Supplementary Material for: CNGA2 Contributes to ATP-Induced Noncapacitative Ca²⁺ Influx in Vascular Endothelial Cells

Background/Aims: ATP can activate several Ca²⁺ influx channels in vascular endothelial cells. For example, it stimulates TRPC channels via capacitative and noncapacitative Ca²⁺ entry (CCE and non-CCE, respectively) mechanisms; it also directly acts on P2X purinoceptors, resulting in Ca²⁺ influx. In the present study, we tested the hypothesis that cyclic nucleotide-gated (CNG) channels also contribute to ATP-induced non-CCE. Methods: Two selective inhibitors of CNG channels, L-cis-diltiazem and LY-83583, and CNGA2-specific siRNA were used to study the involvement of CNGA2 in ATP-induced non-CCE in endothelial cells.

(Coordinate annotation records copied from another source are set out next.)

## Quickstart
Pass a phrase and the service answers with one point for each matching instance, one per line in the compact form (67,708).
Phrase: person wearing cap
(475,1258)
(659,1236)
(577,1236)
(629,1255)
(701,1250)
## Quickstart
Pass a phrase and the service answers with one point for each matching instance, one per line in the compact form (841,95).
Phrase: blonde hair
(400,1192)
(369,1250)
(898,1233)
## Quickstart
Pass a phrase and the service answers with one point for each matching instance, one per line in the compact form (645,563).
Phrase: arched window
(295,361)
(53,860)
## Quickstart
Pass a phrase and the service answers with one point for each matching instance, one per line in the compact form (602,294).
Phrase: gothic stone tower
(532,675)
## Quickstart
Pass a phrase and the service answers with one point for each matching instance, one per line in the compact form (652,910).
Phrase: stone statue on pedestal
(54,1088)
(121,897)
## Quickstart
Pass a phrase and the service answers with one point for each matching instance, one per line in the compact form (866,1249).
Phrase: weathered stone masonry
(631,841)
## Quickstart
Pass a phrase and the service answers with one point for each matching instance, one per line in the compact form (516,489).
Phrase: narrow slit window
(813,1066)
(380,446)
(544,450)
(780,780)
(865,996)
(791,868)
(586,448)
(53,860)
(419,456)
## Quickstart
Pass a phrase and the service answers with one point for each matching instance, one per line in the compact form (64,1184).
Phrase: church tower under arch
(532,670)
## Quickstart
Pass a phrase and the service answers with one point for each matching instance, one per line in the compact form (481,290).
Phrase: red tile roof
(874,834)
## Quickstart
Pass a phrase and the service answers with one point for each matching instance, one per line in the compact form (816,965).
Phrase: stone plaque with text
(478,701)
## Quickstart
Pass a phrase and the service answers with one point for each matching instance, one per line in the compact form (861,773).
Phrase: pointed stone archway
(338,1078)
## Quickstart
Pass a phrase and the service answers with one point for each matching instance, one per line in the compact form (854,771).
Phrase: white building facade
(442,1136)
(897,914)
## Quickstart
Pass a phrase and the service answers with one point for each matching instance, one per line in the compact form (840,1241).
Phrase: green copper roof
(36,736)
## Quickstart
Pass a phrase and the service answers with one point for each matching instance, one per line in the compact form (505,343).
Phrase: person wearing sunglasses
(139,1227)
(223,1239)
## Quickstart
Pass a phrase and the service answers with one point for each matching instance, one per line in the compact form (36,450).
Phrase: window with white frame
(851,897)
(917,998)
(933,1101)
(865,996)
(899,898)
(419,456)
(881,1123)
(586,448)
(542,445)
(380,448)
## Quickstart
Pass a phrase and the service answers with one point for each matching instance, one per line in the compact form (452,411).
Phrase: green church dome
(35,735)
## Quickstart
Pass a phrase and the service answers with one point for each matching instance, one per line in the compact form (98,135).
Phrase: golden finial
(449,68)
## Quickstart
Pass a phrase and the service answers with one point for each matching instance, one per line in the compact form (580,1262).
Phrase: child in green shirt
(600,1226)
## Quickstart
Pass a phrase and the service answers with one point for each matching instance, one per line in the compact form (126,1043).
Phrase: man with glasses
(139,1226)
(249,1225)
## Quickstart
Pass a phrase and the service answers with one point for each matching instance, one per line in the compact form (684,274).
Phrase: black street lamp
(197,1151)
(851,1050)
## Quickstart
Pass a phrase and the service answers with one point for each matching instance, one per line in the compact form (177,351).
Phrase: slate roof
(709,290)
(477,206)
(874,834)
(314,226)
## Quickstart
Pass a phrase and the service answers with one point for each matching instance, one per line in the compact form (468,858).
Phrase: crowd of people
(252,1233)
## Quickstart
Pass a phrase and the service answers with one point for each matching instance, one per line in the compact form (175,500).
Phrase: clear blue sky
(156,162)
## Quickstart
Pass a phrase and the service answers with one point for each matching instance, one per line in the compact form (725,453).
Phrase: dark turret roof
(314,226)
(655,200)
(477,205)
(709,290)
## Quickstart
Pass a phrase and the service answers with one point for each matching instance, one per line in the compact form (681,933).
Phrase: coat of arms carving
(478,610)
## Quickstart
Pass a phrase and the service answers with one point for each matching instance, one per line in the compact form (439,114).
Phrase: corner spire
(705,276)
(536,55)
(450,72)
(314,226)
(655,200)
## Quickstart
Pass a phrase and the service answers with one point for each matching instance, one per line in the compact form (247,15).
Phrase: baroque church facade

Ca²⁺ influx was studied using Ca²⁺-sensitive fluorescence dyes Fluo-3 and Fluo-4. Results/Conclusion:L-cis-diltiazem and LY-83583 markedly reduced ATP-induced non-CCE in 3 types of endothelial cells including the H5V endothelial cell line, the primary cultured bovine aortic endothelial cells and the endothelial cells within isolated mouse aortic strips. The CNGA2-specific siRNA also reduced the ATP-induced non-CCE in H5V endothelial cells. The Ca²⁺ influx was inhibited by Rp-8-CPT-cAMPS, MDL-12330A, SQ-22536 and MRS-2179, but not by ODQ or NF-157. Taken together, the present study demonstrated that CNGA2 channels contribute to ATP-induced non-CCE in vascular endothelial cells. It is likely that ATP acts through P2Y₁ receptors and adenylyl cyclases to stimulate CNGA2.